An investor makes a case for funding sex, drugs and other socially taboo products

Technology & InnovationPrivate Markets & VentureHealthcare & BiotechESG & Climate PolicyRegulation & Legislation

Christian Tooley argues that institutional investors' vice clauses, which restrict investments in sectors like sex and substances, cause them to miss out on significant innovation and returns. He highlights the potential of the sex tech market, projected to reach nearly $200 billion by 2032, and suggests that smaller LPs and family offices can capitalize on the lack of competition from institutional funds hesitant due to legal and reputational concerns. Tooley emphasizes that addressing the stigma around these areas could lead to advancements in health and social benefits, citing the success of previously controversial areas like menstruation tracking.

Analysis

Christian Tooley's argument highlights a potential arbitrage opportunity in 'vice' sectors, such as sex tech and substances, which he contends are systematically undervalued and underfunded by institutional capital due to restrictive 'vice clauses' rather than a lack of intrinsic merit or market potential.
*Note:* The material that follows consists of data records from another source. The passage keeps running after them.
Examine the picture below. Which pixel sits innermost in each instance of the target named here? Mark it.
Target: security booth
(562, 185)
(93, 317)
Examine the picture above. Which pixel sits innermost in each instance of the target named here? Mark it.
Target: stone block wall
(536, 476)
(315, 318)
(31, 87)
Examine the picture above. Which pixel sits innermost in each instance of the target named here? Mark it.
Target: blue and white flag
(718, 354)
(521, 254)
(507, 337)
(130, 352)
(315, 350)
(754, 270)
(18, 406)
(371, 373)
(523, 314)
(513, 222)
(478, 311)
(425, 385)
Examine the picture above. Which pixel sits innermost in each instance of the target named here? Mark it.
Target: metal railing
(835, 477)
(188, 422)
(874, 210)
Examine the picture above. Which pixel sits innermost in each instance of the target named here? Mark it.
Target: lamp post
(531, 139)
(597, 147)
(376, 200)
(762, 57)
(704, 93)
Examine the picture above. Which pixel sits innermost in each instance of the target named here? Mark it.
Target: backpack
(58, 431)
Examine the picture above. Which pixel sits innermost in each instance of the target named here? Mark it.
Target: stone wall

The sex tech market, for instance, is projected to reach nearly $200 billion by 2032, yet typically receives only modest venture capital inflows, exemplified by the struggles of even highly profitable entities like OnlyFans to secure mainstream investment. Tooley suggests that these sectors offer compelling characteristics: sex tech presents high volume, consumer-facing models with lower upfront capital needs, while substances may offer moderate-to-long ROI with higher ultimate payoffs. The primary barriers—social stigma, undefined legal frameworks (e.g., state-by-state cannabis legality), and potential reputational harm—deter large institutional investors, thereby creating a less competitive environment potentially advantageous for smaller limited partners, family offices, and specialized or progressive funds. The thesis posits that investing in these areas can yield not only financial returns but also drive innovation towards positive health and social outcomes, drawing a parallel to the destigmatization and subsequent venture-backed success of previously controversial femtech categories.